The Omen was the last of the classic Hollywood triptych of Satanic movies, following Rosemary’s Baby and The Exorcist. For me, it has always been the least of these. I’ve liked it just fine but it never sticks with me and I never warm to it. The movie always leaves me cold. I decided to give it and the sequels another try. To be honest, I think even less of Omen now than I did before. It is bloated and really quite full of itself. It never misses an opportunity to show how important it is, to wag its gravitas in your face. The pacing is glacial. I don’t mind a slow movie, but good lord, when they get into the heart of the matter, when they’re finding out where Damian came from and what to do about it, my heart should have been racing. Instead, they plod along and the movie follows suit. There are some great moments in the film. “All for you Damian,” with the first nanny hanging herself, is beyond classic. It’s awesome. And the pane of glass decapitation is still awfully cool, even though it’s obviously a dummy head. Ballsy and wild. I also think that the reveal of Damian’s true mother’s bones, those of a jackal, was terrifying and quite twisted and took a lot of guts. The other set-pieces are just fine, but don’t really do much to inspire.
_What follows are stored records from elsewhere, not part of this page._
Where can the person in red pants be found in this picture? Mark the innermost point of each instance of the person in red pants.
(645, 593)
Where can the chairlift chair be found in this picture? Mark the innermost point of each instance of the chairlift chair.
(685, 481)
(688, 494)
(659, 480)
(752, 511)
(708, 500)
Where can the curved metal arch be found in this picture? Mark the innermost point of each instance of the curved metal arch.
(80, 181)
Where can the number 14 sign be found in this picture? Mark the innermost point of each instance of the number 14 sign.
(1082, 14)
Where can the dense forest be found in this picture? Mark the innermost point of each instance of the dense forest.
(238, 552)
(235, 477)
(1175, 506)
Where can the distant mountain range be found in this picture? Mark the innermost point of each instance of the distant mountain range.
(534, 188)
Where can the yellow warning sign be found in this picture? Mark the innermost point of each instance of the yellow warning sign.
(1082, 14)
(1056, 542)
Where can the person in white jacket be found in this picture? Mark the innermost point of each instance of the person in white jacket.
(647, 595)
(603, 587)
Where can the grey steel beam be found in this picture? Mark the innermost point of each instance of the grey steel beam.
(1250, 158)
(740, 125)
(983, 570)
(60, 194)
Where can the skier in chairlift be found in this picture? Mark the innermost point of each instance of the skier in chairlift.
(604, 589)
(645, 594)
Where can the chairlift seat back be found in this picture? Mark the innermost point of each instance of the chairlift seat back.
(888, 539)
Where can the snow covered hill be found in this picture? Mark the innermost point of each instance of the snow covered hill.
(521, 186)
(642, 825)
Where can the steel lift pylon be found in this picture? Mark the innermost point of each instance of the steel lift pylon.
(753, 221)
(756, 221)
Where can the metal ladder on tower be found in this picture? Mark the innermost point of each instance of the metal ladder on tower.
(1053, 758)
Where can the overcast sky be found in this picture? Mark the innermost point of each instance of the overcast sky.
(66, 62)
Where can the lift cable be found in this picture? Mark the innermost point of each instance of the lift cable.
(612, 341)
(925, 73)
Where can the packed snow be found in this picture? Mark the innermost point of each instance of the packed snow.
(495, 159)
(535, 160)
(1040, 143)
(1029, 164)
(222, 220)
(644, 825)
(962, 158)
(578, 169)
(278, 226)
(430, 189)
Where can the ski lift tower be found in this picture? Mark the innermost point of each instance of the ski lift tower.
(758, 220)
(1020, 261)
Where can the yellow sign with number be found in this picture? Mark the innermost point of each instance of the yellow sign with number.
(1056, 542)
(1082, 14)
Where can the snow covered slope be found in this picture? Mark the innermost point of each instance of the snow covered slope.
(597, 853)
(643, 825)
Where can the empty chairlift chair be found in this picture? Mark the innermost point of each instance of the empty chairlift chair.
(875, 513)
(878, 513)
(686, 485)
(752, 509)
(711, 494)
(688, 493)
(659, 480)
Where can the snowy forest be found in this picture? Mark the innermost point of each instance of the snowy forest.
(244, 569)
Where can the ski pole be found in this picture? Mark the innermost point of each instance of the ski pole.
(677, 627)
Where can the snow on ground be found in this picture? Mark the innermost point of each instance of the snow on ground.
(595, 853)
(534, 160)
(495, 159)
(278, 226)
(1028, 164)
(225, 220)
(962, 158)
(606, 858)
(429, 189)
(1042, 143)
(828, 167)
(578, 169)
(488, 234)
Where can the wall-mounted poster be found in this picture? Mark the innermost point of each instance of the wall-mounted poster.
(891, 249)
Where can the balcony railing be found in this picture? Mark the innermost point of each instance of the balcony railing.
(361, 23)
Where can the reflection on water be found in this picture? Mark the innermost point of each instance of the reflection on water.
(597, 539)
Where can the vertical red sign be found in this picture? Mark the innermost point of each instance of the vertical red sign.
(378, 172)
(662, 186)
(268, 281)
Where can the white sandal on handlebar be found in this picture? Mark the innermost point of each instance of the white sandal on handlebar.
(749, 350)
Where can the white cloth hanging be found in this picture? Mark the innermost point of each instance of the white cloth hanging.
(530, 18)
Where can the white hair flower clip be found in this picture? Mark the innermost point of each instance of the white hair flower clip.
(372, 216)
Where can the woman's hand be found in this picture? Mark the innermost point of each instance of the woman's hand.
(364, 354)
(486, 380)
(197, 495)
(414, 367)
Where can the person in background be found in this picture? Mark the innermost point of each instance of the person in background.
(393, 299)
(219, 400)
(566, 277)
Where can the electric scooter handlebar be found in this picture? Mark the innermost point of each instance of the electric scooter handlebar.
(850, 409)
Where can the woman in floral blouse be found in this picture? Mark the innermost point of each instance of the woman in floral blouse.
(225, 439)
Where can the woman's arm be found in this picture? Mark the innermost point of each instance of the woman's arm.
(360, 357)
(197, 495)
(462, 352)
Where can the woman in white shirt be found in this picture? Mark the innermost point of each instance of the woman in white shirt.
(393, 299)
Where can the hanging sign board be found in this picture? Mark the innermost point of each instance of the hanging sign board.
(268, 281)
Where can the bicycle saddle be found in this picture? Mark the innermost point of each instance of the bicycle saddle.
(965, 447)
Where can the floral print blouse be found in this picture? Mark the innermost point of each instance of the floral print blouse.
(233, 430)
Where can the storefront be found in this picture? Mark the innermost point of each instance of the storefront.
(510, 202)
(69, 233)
All in all, The Omen is a decent film but really doesn’t do much for me. I’ve tried to love it like others do, but I can’t get there. I think a lot of it has to do with the characters; I don’t really care for them. In Rosemary and the Exorcist, we get people we can relate to, people we want to see come through alive. In The Omen, it’s all surface-level. I never once have much sympathy for Thorn or his wife because they’re never presented as humans. They are simply levers pulled to tell a story. Only at the end, when Damian cries out “Daddy” to keep his father from killing him, does any kind of emotional connection happen, and by then it is far too late. The Omen is an okay movie with a couple of really great scenes, some spooky shots, a cool soundtrack, and I’m afraid that’s all.